La low-cost a entamé les négociations avec d’importantes compagnies pétrolières et espère pouvoir commencer rapidement à importer son carburant. Neil Mills, son CEO, a expliqué que cela lui permettrait de réduire considérablement ses coûts, vu les tarifs pratiqués en Inde. Les gouvernements des différentes régions indiennes appliquent en effet une taxe supplémentaire pouvant frôler les 30% sur le carburant, le rendant inabordable.
Il a précisé que la facture carburant de SpiceJet avait bondi de 90% au troisième trimestre de l’année fiscale 2011 (octobre-décembre) par rapport à la même période l’année dernière. Les coûts du pétrole ont atteint 50% de ses recettes, contre 37% l’année précédente.
La direction d’Air India a décidé de suivre le même chemin à la fin du mois de mars. Elles doivent donc désormais trouver un partenaire qui les aidera à surmonter les obstacles qui se dressent devant elles dans ce projet.

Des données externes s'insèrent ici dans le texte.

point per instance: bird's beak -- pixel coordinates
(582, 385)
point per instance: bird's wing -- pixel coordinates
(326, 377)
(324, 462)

Le principal concerne le manque d’infrastructures en Inde pour le stockage et la distribution du kérosène.
Un autre va être l’obligation de régler le carburant à l’achat, d’autant que les compagnies devront en importer de très grandes quantités en une seule fois. Jusqu’à présent, elles pouvaient compter sur les compagnies pétrolières indiennes pour leur fournir du kérosène à crédit.
SpiceJet, Air India et Kingfisher pourraient également envisager de se réunir dans un consortium pour gérer en commun toute la partie logistique.